If your work is your bond, your mark is your tattoo.
If your word is your bond, your mark is your tattoo. This is the visual cookie that all of your customers will associate with the company name you’ve selected… forever.
A company logo is typically made up of a few elements:
Ideally they will be able to stand apart and together. And if the mark can eventually stand on its own, then you win the big brand name game that most brands aspire to - think Apple’s apple, Nike’s swoosh, etc.
The process for creating the petaled fox mark we now use began with a piece of paper & a pencil. I graduated to the iPad & Apple pencil to explore what this mark would look like in pixels.
And then I did a very un-chic thing.
I gave 15 pages of my rapid designs to the design contest @ 99designs. There is a negative stigma around crowdsourcing a brand graphic design from a marketplace like 99designs. However, using this contest platform was a was a critical part of my exploration and discovery about which elements I liked and didn’t like. Over 30 designers competed to refine my sketches and then applied them to letterhead, packaging and website templates. If I had to do it again, I would definitely repeat this process. Collecting additional interpretations of the logo helped me to solidify the brand’s personality.
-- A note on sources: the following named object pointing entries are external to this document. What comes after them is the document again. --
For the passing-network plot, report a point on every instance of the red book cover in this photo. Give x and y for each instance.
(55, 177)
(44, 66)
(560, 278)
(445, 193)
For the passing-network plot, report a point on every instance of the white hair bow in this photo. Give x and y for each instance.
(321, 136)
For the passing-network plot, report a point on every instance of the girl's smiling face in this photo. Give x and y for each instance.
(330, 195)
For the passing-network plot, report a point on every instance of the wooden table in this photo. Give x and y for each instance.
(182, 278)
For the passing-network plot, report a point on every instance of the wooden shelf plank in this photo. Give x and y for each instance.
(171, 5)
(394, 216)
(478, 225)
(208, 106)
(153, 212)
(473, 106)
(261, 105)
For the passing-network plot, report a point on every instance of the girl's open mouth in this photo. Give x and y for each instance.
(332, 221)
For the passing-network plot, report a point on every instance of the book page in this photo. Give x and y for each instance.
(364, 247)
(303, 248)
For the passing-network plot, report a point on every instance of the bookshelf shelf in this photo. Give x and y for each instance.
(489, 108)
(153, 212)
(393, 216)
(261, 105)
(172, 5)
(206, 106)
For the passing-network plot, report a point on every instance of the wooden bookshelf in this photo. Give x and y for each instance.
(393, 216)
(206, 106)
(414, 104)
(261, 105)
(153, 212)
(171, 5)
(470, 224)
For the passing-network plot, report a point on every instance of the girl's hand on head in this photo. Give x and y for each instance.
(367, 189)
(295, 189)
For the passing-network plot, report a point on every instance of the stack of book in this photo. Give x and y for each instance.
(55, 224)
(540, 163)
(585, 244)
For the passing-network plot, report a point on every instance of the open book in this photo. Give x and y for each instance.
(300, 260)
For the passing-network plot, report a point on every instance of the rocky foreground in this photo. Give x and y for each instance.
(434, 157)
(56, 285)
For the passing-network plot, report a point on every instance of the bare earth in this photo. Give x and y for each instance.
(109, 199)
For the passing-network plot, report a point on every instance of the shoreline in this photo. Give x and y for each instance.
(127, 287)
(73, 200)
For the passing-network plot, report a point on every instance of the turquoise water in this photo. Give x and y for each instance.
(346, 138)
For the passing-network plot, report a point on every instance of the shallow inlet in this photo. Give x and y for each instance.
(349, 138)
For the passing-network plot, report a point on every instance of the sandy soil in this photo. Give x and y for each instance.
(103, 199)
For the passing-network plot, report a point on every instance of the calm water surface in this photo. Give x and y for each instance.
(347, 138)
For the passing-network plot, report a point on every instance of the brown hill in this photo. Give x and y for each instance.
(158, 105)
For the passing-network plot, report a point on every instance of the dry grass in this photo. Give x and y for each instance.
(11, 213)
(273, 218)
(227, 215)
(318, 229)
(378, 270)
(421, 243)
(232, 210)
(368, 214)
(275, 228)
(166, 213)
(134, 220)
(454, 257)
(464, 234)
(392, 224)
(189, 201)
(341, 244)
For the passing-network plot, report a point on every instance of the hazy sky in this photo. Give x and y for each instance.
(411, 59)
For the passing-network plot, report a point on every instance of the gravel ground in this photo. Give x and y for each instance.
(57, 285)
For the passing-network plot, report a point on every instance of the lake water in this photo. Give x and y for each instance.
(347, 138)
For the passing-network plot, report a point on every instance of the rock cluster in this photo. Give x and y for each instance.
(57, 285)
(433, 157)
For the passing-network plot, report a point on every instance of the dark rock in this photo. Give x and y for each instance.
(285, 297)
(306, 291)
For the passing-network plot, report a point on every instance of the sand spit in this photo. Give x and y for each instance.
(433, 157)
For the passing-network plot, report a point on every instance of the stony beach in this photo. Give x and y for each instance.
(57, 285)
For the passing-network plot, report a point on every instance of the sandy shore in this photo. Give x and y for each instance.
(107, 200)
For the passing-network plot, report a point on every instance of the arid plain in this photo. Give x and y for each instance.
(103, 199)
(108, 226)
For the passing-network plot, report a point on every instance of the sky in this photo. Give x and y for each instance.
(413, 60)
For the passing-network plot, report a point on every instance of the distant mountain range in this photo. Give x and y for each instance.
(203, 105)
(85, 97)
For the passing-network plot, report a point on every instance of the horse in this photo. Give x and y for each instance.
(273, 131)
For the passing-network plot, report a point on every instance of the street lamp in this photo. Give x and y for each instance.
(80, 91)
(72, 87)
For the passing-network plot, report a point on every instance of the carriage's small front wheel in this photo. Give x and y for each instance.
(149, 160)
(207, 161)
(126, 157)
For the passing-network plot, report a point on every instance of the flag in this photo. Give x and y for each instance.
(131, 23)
It was important to me that the logo be repeatable - imagining it as a print inside a leather purse or luxury handbag. After I chose the “winning” design, I gave that file to a brand mark expert - a designer who has worked 35+ years in the fashion industry for some of the world’s most beautiful and covetable institutions. Frank added the much needed finesse to our little flower fox by adjusting the curvature of each line and playing with shape proportions.
Here’s what we finished with!
The Petalfox mark playfully illustrates the combining of a tulip and a fox face. Many people have complimented it’s clever design. This tiny project was a labor of love, but I am confident that this little mark will evolve along with us as the company grows.
Because this is such a broad topic, I’ve collected a few articles that I think are worth reading while thinking about this:
99Designs has been around for a looooooong time. In fact, we used this company to iterate on the designs for Sphero when I worked there 8 years ago. For serious “branders” this website has a reputation for providing amateur designs. But if you think about using these tools as part of your iterative process, I think you’ll win every time!
Check out their article called How to design a logo: the ultimate guide
How does your mark fit into the overall brand identity? Canva has a freemium model and we love and use this platform every day. It’s the design tool for non-designers and I think they have the potential to disrupt the Adobe-lead industry. Adobe is used by professionals in the graphic arts world, but Canva makes you look like you could be one!
Check out their article called 12 simple strategies all memorable brands use to leave a lasting impression
Need a resource to put all of your brand assets? I’ve been a Brandfolder client since Day 1! I describe this tool as a “visual dropbox” for your creative bits. This tool is fairly flexible and can be used for both corporate brands or personal profiles.
Check out a company brandfolder here:
And my personal brandfolder here.
4. Stuck on Step 1: Name your brand?
If you’re hung up on naming your brand after reading our previous post, you can also reference a article from the brilliant CEO of SEOMoz, Rand Fishkin.
See his thoughts on: How to Choose a Startup Name that Reduces Marketing Friction
You’ve got this! I know you’ll find the perfect look for your brand. Trust your gut and do your research.